Avec le temps les fournisseurs d'anti-spam ont appris à mieux gérer ce spam image, mais d'autres techniques de spam sont apparues au 1er semestre 2007 comme le spam « lien-image » (le message ne contient qu'un lien renvoyant vers une image stockée sur un serveur en ligne, et n'est donc pas bloqué par les filtres traditionnels de contenu), ou encore le spam PDF ou le spam Excel (l'image envoyée par le spammeur n'est pas dans le message mais dans un fichier attaché au format PDF ou Excel).

Les technologies à base de réputation sont nécessaires face à des menaces floues

On le voit, les pirates innovent sans cesse, et les technologies reposant uniquement sur du filtrage traditionnel à base de signatures sont sans cesse dépassées. Cela est vrai pour le spam mais également pour les virus ou les logiciels espions en général : de nouvelles attaques avec de nouvelles formes de codes malveillants ou des variantes d'anciens dont lancées régulièrement et mettent en échec les filtres à bases de signatures par définition réactifs.

Protéger son réseau informatique uniquement avec des solutions de ce type reviendrait en quelque sorte dans la vie quotidienne à laisser un inconnu rentrer chez vous en vous disant qu'il sera possible de le fouiller ensuite. Cependant, serez-vous de taille à le fouiller ? Connaissez-vous les dernières technologies d'armes qu'il peut porter sur lui ? Que pourrez-vous faire face à un nouveau type d'arme que vous ne connaissez pas encore ? Reconnaitrez-vous même que c'est une arme, ou prendrez-vous cet objet comme parfaitement inoffensif ?

Nous apprenons à nos enfants dès le plus jeune âge à ne pas suivre n'importe qui dans la rue et surtout à ne pas ouvrir la porte à des inconnus. Nous protégeons également les entreprises au moyen d'outils de contrôle d'accès aux bâtiments ou d'équipes de sécurité qui autorisent les entrées dans le bâtiment.

N'est-il pas temps désormais de le faire systématiquement au niveau des systèmes d'information des entreprises ? Pour ce faire, des solutions capables d'évaluer la réputation d'un serveur e-mail qui vous demande d'établir une connexion avec lui pour vous envoyer des messages, ou la réputation d'un site web sur lequel un utilisateur veut se connecter sont extrêmement efficaces.
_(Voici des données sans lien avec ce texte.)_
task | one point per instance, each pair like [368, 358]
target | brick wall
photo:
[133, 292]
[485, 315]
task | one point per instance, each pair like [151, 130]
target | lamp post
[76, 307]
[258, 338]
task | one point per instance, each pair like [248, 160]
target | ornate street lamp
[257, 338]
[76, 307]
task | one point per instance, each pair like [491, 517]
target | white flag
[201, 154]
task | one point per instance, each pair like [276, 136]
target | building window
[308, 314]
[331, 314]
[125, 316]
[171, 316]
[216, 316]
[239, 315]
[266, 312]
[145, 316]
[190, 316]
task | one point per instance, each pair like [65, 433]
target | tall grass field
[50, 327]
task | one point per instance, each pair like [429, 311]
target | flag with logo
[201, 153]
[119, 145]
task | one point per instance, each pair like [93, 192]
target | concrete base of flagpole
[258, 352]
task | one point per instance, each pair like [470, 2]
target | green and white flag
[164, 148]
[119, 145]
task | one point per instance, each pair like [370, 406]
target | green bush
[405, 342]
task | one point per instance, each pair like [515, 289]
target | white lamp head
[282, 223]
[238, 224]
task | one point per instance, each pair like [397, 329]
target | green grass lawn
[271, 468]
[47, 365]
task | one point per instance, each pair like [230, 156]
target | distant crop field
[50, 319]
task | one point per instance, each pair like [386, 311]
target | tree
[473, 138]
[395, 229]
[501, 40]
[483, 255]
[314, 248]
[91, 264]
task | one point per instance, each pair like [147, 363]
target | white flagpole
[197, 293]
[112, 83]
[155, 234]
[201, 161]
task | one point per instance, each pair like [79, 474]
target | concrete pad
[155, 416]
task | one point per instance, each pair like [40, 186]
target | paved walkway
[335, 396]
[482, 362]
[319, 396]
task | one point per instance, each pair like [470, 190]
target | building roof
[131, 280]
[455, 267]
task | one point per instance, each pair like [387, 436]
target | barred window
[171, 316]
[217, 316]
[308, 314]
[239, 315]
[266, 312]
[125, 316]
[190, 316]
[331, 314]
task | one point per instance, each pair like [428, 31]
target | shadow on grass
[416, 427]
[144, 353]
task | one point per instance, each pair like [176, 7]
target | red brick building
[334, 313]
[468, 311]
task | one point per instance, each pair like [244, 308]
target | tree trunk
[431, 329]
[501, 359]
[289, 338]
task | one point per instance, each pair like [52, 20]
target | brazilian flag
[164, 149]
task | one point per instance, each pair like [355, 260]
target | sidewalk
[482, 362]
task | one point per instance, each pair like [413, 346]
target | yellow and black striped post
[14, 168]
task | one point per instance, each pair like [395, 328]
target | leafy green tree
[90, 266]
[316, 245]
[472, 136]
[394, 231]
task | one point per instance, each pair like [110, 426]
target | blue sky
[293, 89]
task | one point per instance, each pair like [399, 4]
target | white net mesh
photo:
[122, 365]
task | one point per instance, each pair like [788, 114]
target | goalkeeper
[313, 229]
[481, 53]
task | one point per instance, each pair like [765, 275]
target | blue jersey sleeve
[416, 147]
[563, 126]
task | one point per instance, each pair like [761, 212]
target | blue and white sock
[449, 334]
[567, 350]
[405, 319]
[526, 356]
Elles vous permettront de bloquer l'écrasante majorité des menaces avant même qu'elles ne puissent pénétrer le réseau de l'entreprise. Ces solutions se basent sur des centaines de paramètres objectifs, tels que l'historique d'une adresse, son volume de messages ou de connexions, le pays d'origine, le nom de domaine, sa présence ou non dans des listes noires, etc. Chaque critère est noté et la pondération de tous les paramètres permet d'obtenir une note de réputation finale amenant à accepter ou rejeter la connexion demandée.

Couplé à des filtres d'analyse contextuelle avancés, ces systèmes évaluant la réputation des serveurs e-mails ou des sites Web ont ainsi de beaux jours devant eux.